Domenica amara per l’Acireale: sconfitta e terza posizione persa. E’ 1-0 a Marsala, per i lilibetani decide il gran gol di Candiano

Dopo il pari in rimonta ottenuto sette giorni fa, cade stavolta l’Acireale. E’ il Marsala ad aggiudicarsi lo scontro diretto d’alta classifica, grazie ad una rete nel finale di Candiano, e scavalcando di fatto i granata al terzo posto in solitaria. Gara vibrante, con il giusto agonismo ed in bilico fino agli ultimi istanti. A risolverla sarà poi un ottimo schema su calcio piazzato da parte dei lilibetani.
Privo di capitan Savanarola, fermato per un turno dal giudice sportivo, Romano conferma il classico 4-2-3-1 apportando qualche novità di formazione: confermati in blocco reparto difensivo e cerniera di centrocampo, in avanti torna Leotta dal 1′ sull’out di destra, con Manfrè spostato nel ruolo di trequartista e Madonia (oggi capitano) a sinistra. Manfrellotti unica punta.

Primo quarto d’ora di studio tra le due formazioni, poi clamorosa palla gol al 21′ per l’Acireale, sui piedi di Manfrellotti che riesce ad entrare benissimo in area avversaria calciando poi male da posizione più che favorevole. Marsala graziato che quindi prende coraggio, scaldando più volte i guantoni a Biondi: prima è Prezzabile a provarci con un tiro dalla distanza, poi è Balistrieri sul finale di tempo a sprecare un’ottima palla-gol creata da Manfrè, dopo una grande azione sulla sinistra, calciando sul fondo. Al duplice fischio è 0-0 tra Marsala e Acireale.

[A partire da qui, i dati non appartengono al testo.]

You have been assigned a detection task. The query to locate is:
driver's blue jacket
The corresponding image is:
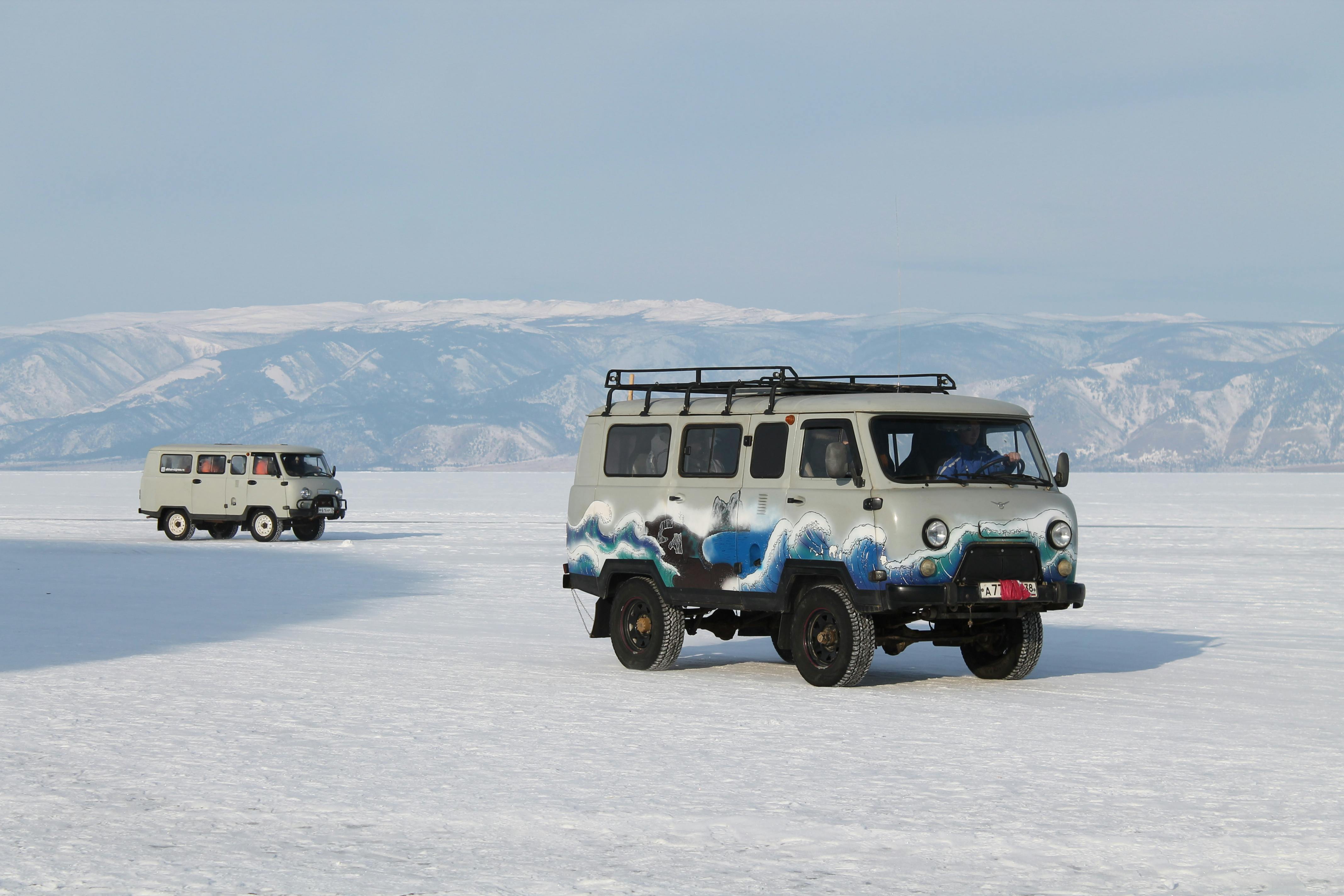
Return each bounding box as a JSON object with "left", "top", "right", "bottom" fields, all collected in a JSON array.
[{"left": 938, "top": 445, "right": 1004, "bottom": 479}]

Nella ripresa, subito Marsala ad un passo dal vantaggio: Sekkoun va dalla bandierina, cross teso in mezzo dove stacca Fragapane più in alto di tutti, sfera a lato di niente. Qualche minuto più tardi ancora Marsala pericoloso dalle parti di Biondi, con Manfrè che ben imbeccato da Lo Nigro calcia centrale da ottima posizione. Al 65′ l’Acireale si fa vedere in avanti, Madonia serve Leotta sulla corsa, cross in mezzo per Manfrellotti che riesce a toccare la sfera ma Compagno e il palo salvano i padroni di casa. Al 70′ episodio convulso: Mazzone resta a terra dopo uno scontro di gioco, Tripoli prima prosegue l’azione, poi decide di mettere fuori il pallone. Scatta quindi un principio di rissa sedato dal direttore di gara con un’espulsione per parte, Mazzone e Tripoli. Squadre dunque entrambe in 10, costringendo i due tecnici ad alcuni cambi tattici per sopperire alle due defezioni. All’83’ la gara prende la piega definitiva. Sekkoun si incarica di un calcio di punizione e chiama lo schema, palla per Candiano che calcia verso la porta trovando la rete del vantaggio. Granata sorpresi da questa esecuzione, abilissimi invece i padroni di casa a sfruttare al meglio l’occasione. Nei minuti successivi Romano inserisce allora anche il giovane Ruocco per cercare la rete del pari, ma non riesce a bucare la difesa azzurra. Termina così, 1-0 per il Marsala.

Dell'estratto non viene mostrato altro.